Northern Gaul was occupied by the Franks, Alamans and the Burgundians, the Vandals and their allies took Aquitaine and Spain. The Visigoths in the mean­time elected Alaric’s brother (brother-in-law accord­ing to some), to the Visigoth kingship and a marriage relation between him and the sister of Honorius led ‘ to a sort of a Roman alliance.

The Visigoths now invaded southern Gaul and defeated and compelled the Vandals to abandon Spain and cross over to Africa. There the Vandal king Gaiseric secured the entire territory west of Tripoli and orga­nised it as an independent kingdom and made it the base of piratical expeditions to the north and the east.
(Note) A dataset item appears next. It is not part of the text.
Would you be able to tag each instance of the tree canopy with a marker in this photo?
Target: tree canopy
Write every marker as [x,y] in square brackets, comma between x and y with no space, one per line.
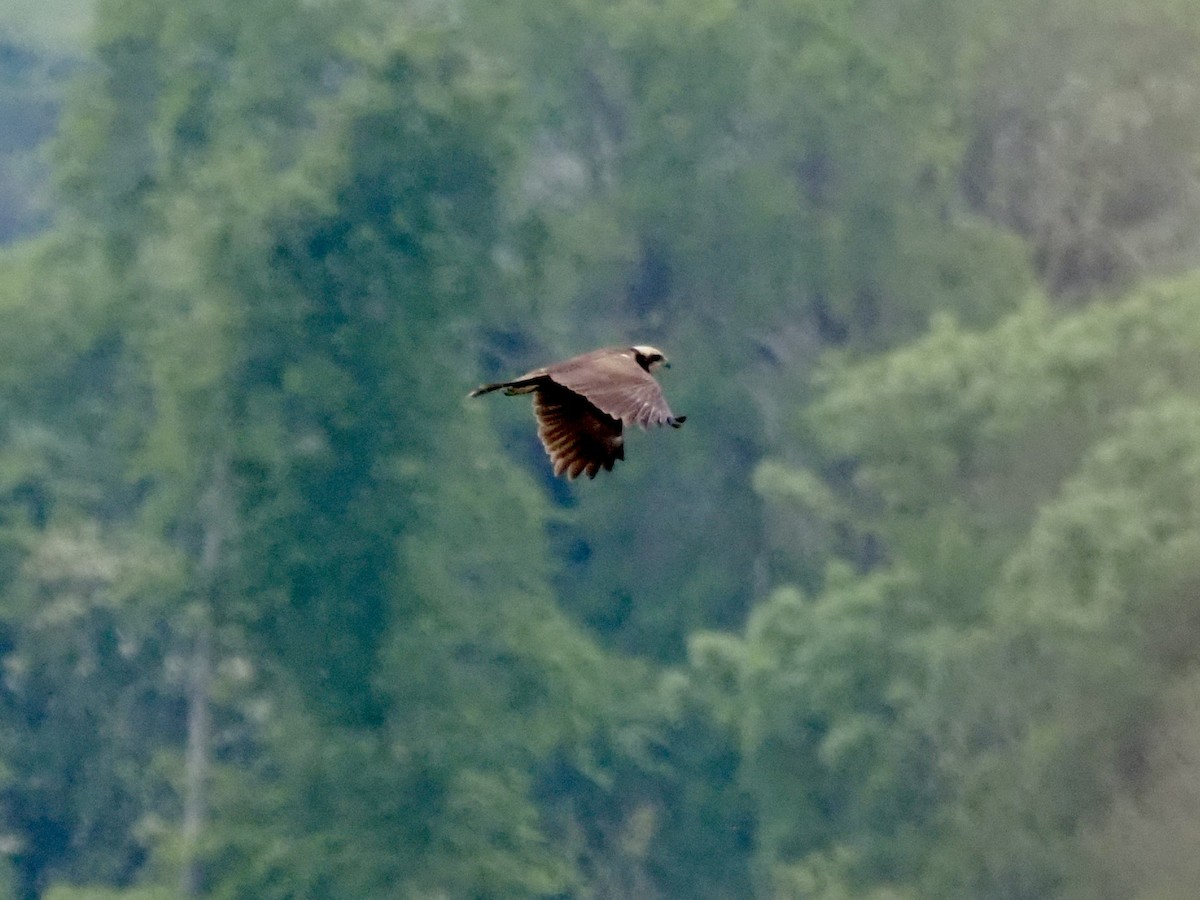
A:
[905,611]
When the affairs o the west were in such a pass the Huns extended their dominions from the Caspian to the Rhine and only spared the east Roman empire because the east Roman emperor paid them handsome blackmail. But under their new and vigorous leader Attila, they decided on wider opera­tions and proceeded against the west Roman Empire.

In the meantime Valentinian had become the emperor and being weak and irresolute was not expected to do anything to stop the menace. But the master of his troops Aetius took the field against the invaders and with the able support of the Visi­goths he succeeded in defeating the Huns in the famous battle of Catalaunian fields (451) now called Champaigne.
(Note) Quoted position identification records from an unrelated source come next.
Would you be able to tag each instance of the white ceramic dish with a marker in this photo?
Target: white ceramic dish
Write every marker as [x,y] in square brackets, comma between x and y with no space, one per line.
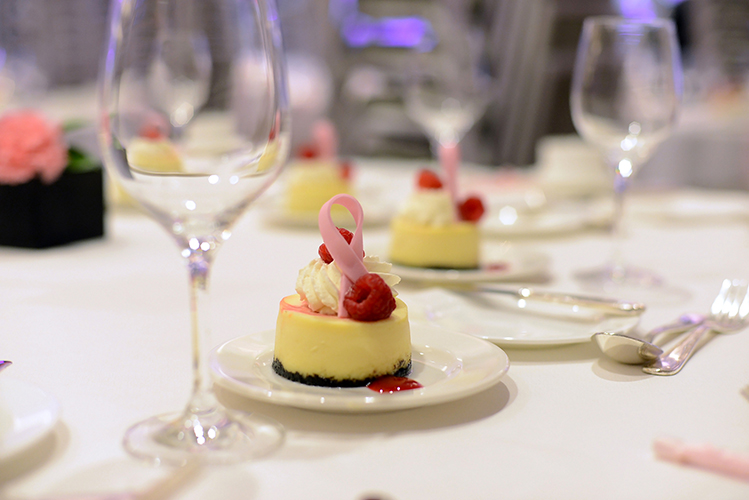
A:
[27,414]
[500,319]
[498,263]
[448,365]
[561,218]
This only diverted Attila from Gaul to Italy but his death in 453 led to the break­up of the Hun hordes and the Huns ceased to be a menace to the empire.

The dissolution of the Hun horde had provided a respite to the western empire but condition within the empire became steadily worse. The next Emperor Valentinian III had Aetius put to death which was avenged by the retainers of Aetius by assassinating Valentinian himself (455). The Vandal king Gaiseric seized the opportunity and brought his Vandal horde up the Tiber and sacked Rome.

The political fabric of the west empire now had fallen into pieces and the military bosses and high officials as well as the commanders of the German merce­naries put and pulled down emperor after emperor until in 476 one Odoacer decided to end this useless formality of putting an emperor on the throne.

He deposed the last puppet boy emperor rather mocking­ly called Romulus Augustulus and sent the insignia of the vacant office of the western empire to Zeno who had in the meantime become the emperor of the east empire after the line of Theodosius had be­come extinct. Odoacer was now given the custo­mary title of patricius and theoretically the western and the eastern empires were being ruled by one emperor.

The Nature of the Barbarian Invasions:

The Roman Empire in the west did not fall due to any shock of foreign conquest or become barbarized through any deliberate attack on the ancient culture. The so-called barbarian invasions, therefore, are very hard to define. From the late fourth century there had been numerous barbarians, i.e. the Germans, in the services of the empire.

They were serving in the Roman army as well as in the civil Roman government and were settled on the borders of the empire and were regarded as allies or faederati. The introduction of the so-called barbarians into the Roman Empire did not give rise to any civil war or rapine.

The great barbarian inroads which brought the Franks, Alamans, Burgundians, Vandals, etc., within the Roman border did not disturb the legal status of the emperor. These newcomers were all legalized. Even when the Roman Emperors became no better than puppets in the hands of the barba­rians the form and the show of the legal status of the emperor were retained.

The deposition of Romulus Augustulus, the last of the Roman Emperor by Odoacer did not legally mean the end of the Roman Empire, for, he recognized the sovereignty of Zeno of the east Roman Empire and there was at least legally if not practically or really, unity of the eastern and the western empires under Zeno.

It has, therefore, been observed by a modern European writer that legally and technically “there were neither inva­sions nor barbarians; there was neither a fall nor an end of the western empire.”

Be that as it may, the fact remains that the western part of the empire came to an end insofar as the unity of the empire was concerned and Zeno in spite of the proffered allegiance of Odoacer knew the reality of the position and Odoacer was likewise aware of his own power.